There were of course good reasons for the intense scrutiny last year of Qantas over a number of grave incidents and an adverse safety audit by CASA, but it had a point in that even the most trivial of operational mishaps, like landing gear doors that stayed open, were being turned into pages of hysterical dribble.

Yet if there is any more need for evidence of corrupted editorial judgment in the major newspapers, the timid, uninquiring and ignorant reporting of something as simple as air transport safety in Australia is as good a candidate for close attention as any.

Suddenly from 12 April onwards, after a Herald Sun exclusive that was in the Crikey blog Plane Talking on 23 March, the Melbourne media “woke up” to the amazing escape of Emirates flight EK 407 on the night of 20 March, and especially those who lived in or around Keilor Park, which for a while was where the struggling Airbus A345 was headed as it climbed painfully slowly toward Port Phillip where it began to dump fuel.

Plane Talking was the first to report the scare on 23 March
The Herald Sun's front page "exclusive", almost three weeks after Plane Talking reported it

In November 2005, when Emirates president Tim Clark invited the airline media to a quiet little chat in The Establishment in Sydney, accompanied by an ensemble drawn from the Sydney Symphony Orchestra, he estimated it was spending $75 million annually on sporting and cultural sponsorships, or 2% of total Emirates group budget.

This has since expanded to 2.7% of group budget and Emirates has itself grown by more than 40% in the past three years.

So that figure could be close to $200 million a year in Australia on current exchange rates, again based on a global spend of around $400 million which is roughly 2.7% of the total Emirates budget as reported for the year to end of March 08.

The Qantas Australian Children’s Choir doesn’t stand a chance.

Apart from being a principal partner of the Melbourne, Sydney and Western Australian Symphony Orchestras (which means Emirates sell direct to their subscribers and patrons) Emirates headline sponsorships are the Melbourne Cup, the Australian Jockey Clubs Autumn and Spring Carnivals, the Collingwood AFL Club (since 1999), the Rugby World Sevens and the Emirates Western Force team, the Australian PGA Golf Championships and Cricket Australia.

In soccer it sponsors Arsenal FC, Chelsea FC, AC Milan, plus other European sides, and the Asian Football Competition.

The Emirates sponsorship logo has pride of place at the leading turf, speed boat racing, and various football code events word wide.

Later this year the carrier, which is owned by the Government of Dubai, will open a luxury eco resort in the Blue Mountains great hidden valley, the Wolgan, featuring 40 freestanding chalets and 2000 hectares of exclusive natural and enhanced park lands.
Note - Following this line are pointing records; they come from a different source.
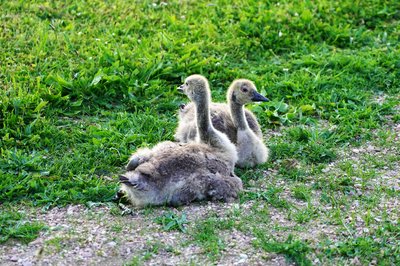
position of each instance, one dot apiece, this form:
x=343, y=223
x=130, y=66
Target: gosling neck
x=238, y=115
x=204, y=125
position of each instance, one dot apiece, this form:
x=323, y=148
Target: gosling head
x=243, y=91
x=195, y=87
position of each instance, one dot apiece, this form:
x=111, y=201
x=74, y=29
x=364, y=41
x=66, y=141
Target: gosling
x=233, y=119
x=179, y=173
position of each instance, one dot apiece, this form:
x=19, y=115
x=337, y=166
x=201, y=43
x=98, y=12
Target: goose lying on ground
x=175, y=173
x=233, y=119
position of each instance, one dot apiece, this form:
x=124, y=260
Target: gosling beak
x=181, y=88
x=259, y=98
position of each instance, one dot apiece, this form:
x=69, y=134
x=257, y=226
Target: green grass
x=84, y=84
x=14, y=225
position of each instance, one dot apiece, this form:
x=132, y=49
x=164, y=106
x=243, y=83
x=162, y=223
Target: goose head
x=196, y=88
x=243, y=91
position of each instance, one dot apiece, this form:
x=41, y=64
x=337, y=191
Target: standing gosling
x=238, y=123
x=176, y=174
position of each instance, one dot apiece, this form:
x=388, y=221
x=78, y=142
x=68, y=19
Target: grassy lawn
x=84, y=84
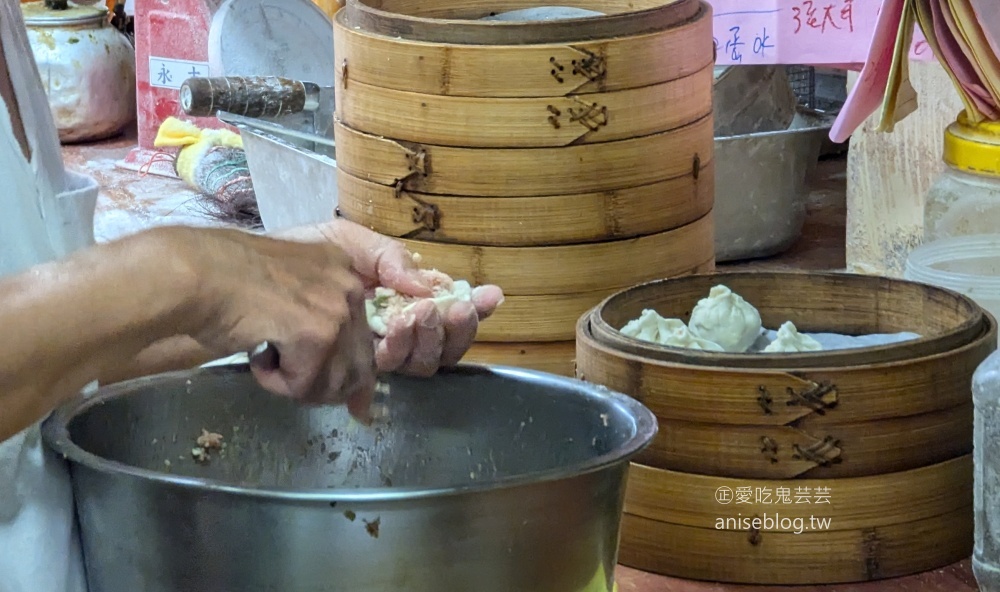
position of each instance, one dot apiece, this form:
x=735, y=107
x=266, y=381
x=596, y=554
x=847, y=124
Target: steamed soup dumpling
x=726, y=319
x=683, y=337
x=652, y=327
x=790, y=340
x=646, y=327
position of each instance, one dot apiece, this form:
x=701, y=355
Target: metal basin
x=481, y=478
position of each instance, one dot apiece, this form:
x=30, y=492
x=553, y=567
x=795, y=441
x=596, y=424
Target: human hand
x=425, y=339
x=302, y=298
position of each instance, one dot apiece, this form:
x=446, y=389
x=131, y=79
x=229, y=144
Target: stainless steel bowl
x=479, y=479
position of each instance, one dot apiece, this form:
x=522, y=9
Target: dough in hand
x=725, y=318
x=790, y=340
x=387, y=304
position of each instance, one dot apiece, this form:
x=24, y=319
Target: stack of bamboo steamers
x=562, y=160
x=823, y=467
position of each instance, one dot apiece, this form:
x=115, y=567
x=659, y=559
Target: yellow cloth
x=194, y=143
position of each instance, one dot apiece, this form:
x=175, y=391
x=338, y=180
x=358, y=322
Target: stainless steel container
x=481, y=479
x=761, y=187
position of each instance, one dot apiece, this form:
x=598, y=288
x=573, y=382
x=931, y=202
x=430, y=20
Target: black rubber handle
x=265, y=357
x=249, y=96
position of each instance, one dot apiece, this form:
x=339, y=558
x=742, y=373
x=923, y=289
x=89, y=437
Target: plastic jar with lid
x=965, y=198
x=986, y=459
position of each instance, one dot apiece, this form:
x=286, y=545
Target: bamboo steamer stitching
x=555, y=357
x=771, y=397
x=859, y=502
x=526, y=122
x=866, y=533
x=841, y=302
x=805, y=450
x=546, y=70
x=524, y=172
x=528, y=221
x=457, y=22
x=570, y=269
x=785, y=558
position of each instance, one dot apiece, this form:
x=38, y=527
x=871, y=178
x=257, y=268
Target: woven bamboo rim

Emirates attracts a lot of envy from its competitors and doesn’t deserve any criticism for its phenomenal success either. It includes around 1000 Australian pilots, systems managers, engineers and other air transport related expatriates among its 35,000 person work force, which is slightly larger than the Qantas group work force of 34,000 before the recent sackings began.

It claims to be still profitable, and will spent more on sporting and cultural sponsorships in Australia this year than Qantas and Virgin Blue will scrape together in profits. It is expanding by more than 15% in capacity this year, while the Australian and major international competitors shrink in passenger numbers by between 20-30% in most cases, and that is before the effects of Swine Flu kick in.

Emirates has also capitalised on the stupidity of Qantas networking over London Heathrow by using its Dubai hub to emulate the Singapore Airlines success with Changi (at least so far, as things are no longer looking as good for Singapore as a hub as before.)

In all of these respects, Emirates flirts with being caught up in a tall poppy syndrome reaction in Australia, especially after the screw up that nearly destroyed EK 407.

But that accident and near catastrophe needed to be reported fully, not kept on the sidelines by an under resourced media managed by commercially captured owners.